L’œuvre philosophique principale qu’il publie entre 1739 et 1740 est le « Traité de la nature humaine »,
composé de trois Livres. Sa multidimensionnalité est exemplaire puisqu’elle concerne : la philosophie
(dont celle de la religion,), l’histoire (dont celle de la Grande Bretagne, de la religion), la politique,
l’économie, la psychologie, et l’esthétique.
1- La réinterprétation des thèses de Vanderlint dans les Essais.
Un jugement sévère, celui de Friedrich Engels dans l’ « Anti Dühring » conduit à considérer les Essais de
Hume (of money, of the balance of trade, of commerce) comme un pur plagiat des thèses de Vanderlint :
« Hume suit pas à pas (…) le livre de Jacob Vanderlint ‘’money answers all things’’ ». L’auteur
mentionne les principaux thèmes résumés dans cette partie.
11- Le « fonds de travail disponible » ou les bienfaits du commerce extérieur de libre échange.
Partant d’un ancien problème (de nature politique) mercantiliste, l’auteur démontre dans « of commerce »,
comment, d’antagonistes, les intérêts du Prince et ceux de ses sujets peuvent, et doivent se concilier. La
science de cette démonstration est l’économie politique. Les deux moyens sont précisément le commerce
(surtout extérieur) et le travail. L’exposé de Hume permet de comprendre les causes de l’antagonisme
des deux intérêts, puis les facteurs permettant leur conciliation.. Il écrit en effet : « La grandeur d’un
Etat et le bonheur de ses sujets, si indépendants l’un de l’autre sous certains aspects, sont habituellement
considérés comme inséparables en ce qui concerne le commerce… » (« of commerce »).
La démonstration de Hume est réalisée en termes de décomposition de la population active. Elle consiste
à adopter deux raisonnements successifs : l’un en termes statiques (hypothèse où il n’existe pas de
commerce), et l’autre en termes dynamiques (hypothèse le commerce est introduit). Dans le premier
cas, on constate que les intérêts du Prince et ceux de ses sujets sont inconciliables ou antagoniques. Dans
le second cas, la conciliation des intérêts est rationnellement possible. En effet, le commerce extérieur, en
diversifiant les besoins stimule l’activité intérieure. Or, selon Hume « Toute chose en ce monde
s’acquiert par le travail ; et nos passions sont les seules sources du travail ». Le résultat en est la
stimulation individuelle de l’ardeur au travail, et pour la nation la hausse de la productivité du travail.
Celle-ci est source d’économies en main d’œuvre et donc de la création d’un « fonds de travail
disponible » (ou surplus de main d’œuvre au-delà de la main d’œuvre nécessaire à la production des
subsistances). C’est la distribution de ce surplus entre activités oeuvrant au bien être des particuliers
(manufactures de luxe), et celles destinées au service du Prince (ou public), qui permet la conciliation des
intérêts. (voir le schéma en annexe).
Aussi Hume affirme t’il que « (…) Commerce et industrie ne sont réellement rien d’autre qu’un stock de
travail (…) ». En mettant les besoins en avant comme Vanderlint, Hume réexpose les conséquences pour
retrouver la conception vanderlintienne de la valeur travail sans traiter de la valeur.
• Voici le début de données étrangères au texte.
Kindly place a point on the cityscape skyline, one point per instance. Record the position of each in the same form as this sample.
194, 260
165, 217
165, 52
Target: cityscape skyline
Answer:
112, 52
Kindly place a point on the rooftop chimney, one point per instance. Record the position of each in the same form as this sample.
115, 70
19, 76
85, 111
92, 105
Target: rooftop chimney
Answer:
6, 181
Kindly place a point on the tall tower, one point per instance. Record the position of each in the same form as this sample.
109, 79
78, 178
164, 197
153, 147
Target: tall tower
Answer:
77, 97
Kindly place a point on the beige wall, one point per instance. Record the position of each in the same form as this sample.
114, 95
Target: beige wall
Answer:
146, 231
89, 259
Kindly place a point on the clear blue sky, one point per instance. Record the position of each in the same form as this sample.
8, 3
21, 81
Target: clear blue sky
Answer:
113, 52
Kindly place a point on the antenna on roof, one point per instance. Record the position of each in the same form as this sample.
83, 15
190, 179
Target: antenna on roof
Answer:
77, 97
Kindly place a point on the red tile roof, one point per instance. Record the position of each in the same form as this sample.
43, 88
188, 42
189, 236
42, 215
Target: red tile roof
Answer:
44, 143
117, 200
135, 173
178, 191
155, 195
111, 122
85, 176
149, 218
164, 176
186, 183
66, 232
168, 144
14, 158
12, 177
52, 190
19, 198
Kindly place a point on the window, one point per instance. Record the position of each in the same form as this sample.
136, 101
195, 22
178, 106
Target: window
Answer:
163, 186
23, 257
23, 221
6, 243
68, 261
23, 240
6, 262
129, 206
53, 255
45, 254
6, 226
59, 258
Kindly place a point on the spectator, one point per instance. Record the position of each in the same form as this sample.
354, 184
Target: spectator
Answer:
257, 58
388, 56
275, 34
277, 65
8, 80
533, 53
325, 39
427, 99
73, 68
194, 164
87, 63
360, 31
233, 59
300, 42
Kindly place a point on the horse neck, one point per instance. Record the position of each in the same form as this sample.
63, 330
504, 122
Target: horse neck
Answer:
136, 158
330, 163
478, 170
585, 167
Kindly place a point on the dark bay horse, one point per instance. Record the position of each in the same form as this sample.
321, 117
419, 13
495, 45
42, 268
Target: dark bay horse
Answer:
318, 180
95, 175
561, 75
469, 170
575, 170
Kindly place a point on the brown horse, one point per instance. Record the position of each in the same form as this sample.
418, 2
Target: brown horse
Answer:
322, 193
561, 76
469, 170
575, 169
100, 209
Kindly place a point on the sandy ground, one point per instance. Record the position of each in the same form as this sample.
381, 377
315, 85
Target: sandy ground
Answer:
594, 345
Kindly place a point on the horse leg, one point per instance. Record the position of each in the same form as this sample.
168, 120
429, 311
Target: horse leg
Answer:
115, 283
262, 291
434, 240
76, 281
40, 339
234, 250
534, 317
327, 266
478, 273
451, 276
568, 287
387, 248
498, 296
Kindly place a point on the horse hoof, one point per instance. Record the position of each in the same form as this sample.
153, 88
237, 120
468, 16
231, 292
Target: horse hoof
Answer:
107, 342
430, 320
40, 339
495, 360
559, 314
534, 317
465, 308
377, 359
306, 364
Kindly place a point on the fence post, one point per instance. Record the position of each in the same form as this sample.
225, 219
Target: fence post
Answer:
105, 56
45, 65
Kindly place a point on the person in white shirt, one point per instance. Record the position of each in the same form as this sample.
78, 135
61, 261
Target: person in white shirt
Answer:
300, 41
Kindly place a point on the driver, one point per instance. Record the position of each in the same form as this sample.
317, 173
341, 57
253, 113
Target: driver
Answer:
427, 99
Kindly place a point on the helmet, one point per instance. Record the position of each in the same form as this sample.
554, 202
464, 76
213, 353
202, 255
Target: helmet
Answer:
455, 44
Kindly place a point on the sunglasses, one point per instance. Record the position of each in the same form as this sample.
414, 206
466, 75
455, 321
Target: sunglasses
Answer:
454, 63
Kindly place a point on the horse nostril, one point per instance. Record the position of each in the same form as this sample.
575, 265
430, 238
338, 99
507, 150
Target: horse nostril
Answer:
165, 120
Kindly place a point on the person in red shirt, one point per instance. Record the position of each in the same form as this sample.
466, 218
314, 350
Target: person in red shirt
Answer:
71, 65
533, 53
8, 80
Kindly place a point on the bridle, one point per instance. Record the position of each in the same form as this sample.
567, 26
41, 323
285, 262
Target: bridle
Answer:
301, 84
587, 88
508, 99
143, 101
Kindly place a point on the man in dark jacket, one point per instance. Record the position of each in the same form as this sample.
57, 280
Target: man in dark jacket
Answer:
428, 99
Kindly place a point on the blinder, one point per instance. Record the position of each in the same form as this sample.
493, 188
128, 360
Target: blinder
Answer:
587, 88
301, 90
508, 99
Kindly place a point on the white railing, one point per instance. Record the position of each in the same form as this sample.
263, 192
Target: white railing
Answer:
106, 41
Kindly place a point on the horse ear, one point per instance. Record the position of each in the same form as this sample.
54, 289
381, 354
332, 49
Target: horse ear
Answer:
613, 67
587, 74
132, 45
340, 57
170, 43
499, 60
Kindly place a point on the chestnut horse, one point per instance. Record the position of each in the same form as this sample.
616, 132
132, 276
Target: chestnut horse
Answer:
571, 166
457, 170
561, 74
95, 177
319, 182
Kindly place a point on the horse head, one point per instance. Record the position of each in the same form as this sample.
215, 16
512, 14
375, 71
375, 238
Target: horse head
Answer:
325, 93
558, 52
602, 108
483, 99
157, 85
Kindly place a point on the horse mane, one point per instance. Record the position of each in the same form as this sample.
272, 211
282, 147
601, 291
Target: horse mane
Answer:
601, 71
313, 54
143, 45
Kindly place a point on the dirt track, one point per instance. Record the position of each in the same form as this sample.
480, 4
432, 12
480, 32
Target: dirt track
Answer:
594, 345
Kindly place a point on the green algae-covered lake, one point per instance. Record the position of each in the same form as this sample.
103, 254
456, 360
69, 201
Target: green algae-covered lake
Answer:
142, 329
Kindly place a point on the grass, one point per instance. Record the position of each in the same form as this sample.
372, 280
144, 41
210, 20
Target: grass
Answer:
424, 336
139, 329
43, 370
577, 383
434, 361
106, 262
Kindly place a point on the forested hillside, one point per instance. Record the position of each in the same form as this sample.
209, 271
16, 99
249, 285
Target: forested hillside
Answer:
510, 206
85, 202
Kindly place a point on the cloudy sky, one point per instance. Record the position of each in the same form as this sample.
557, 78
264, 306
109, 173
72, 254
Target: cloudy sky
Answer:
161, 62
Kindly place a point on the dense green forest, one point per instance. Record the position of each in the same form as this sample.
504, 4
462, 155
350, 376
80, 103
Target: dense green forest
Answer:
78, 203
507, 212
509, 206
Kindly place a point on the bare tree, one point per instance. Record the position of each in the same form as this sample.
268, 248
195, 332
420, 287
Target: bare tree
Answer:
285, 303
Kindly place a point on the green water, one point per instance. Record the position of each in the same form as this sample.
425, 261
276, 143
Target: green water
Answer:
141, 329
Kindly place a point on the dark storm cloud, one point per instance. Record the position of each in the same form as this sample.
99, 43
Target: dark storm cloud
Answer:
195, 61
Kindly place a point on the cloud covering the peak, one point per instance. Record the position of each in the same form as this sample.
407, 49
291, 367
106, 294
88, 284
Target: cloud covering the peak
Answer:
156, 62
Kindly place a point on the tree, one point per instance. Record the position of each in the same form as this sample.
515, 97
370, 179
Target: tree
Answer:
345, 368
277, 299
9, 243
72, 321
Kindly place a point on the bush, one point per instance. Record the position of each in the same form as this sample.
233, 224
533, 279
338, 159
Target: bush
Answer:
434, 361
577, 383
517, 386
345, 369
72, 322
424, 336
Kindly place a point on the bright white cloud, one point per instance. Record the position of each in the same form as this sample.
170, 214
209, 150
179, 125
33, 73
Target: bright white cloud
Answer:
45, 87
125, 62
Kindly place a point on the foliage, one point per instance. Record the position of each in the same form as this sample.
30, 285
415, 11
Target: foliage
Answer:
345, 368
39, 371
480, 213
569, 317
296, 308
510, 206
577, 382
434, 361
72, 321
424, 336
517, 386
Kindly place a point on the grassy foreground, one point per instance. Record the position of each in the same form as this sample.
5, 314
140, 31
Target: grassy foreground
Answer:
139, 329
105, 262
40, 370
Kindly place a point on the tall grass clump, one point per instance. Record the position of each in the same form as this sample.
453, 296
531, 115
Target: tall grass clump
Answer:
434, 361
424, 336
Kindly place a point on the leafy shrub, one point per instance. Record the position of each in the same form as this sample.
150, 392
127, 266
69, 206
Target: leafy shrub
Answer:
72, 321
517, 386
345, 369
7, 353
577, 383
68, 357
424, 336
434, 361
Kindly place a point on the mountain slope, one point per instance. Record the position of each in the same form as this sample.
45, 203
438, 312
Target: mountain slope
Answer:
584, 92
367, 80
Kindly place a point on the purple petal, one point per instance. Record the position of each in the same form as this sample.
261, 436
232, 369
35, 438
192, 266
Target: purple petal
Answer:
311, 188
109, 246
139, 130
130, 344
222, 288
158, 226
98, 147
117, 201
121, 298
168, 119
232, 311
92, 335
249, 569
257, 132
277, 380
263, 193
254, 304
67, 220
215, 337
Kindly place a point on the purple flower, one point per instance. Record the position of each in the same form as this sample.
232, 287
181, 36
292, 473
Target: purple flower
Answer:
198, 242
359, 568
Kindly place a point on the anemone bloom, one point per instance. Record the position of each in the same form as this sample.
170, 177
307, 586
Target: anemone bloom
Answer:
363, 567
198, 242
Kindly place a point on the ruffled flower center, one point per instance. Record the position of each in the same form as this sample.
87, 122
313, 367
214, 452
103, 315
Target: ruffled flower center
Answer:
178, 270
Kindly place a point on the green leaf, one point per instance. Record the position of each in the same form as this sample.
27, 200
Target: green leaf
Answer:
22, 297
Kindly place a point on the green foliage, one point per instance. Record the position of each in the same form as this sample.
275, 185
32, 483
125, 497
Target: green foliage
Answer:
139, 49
12- La théorie quantitative : la monnaie –signe_ ou monnaie neutre
On a pu considérer que la reformulation de la théorie quantitative par Hume sonnait le glas du
mercantilisme, c'est-à-dire de la confusion de la richesse avec la quantité de métaux précieux.
L’Essai « of money » développe cette théorie en partant d’une définition de l’argent et de sa valeur.
a) La monnaie signe
HUME, assez en avance sur son temps est un partisan de la monnaie-signe, contre les partisans de la
monnaie-marchandise. La monnaie est pour lui une convention : ou « l’instrument dont les hommes sont
convenus pour faciliter l’échange d’une marchandise contre une autre ». Les métaux précieux ne sont
donc pas « ce pour quoi on commerce » (monnaie marchandise), mais « ce par quoi on commerce ».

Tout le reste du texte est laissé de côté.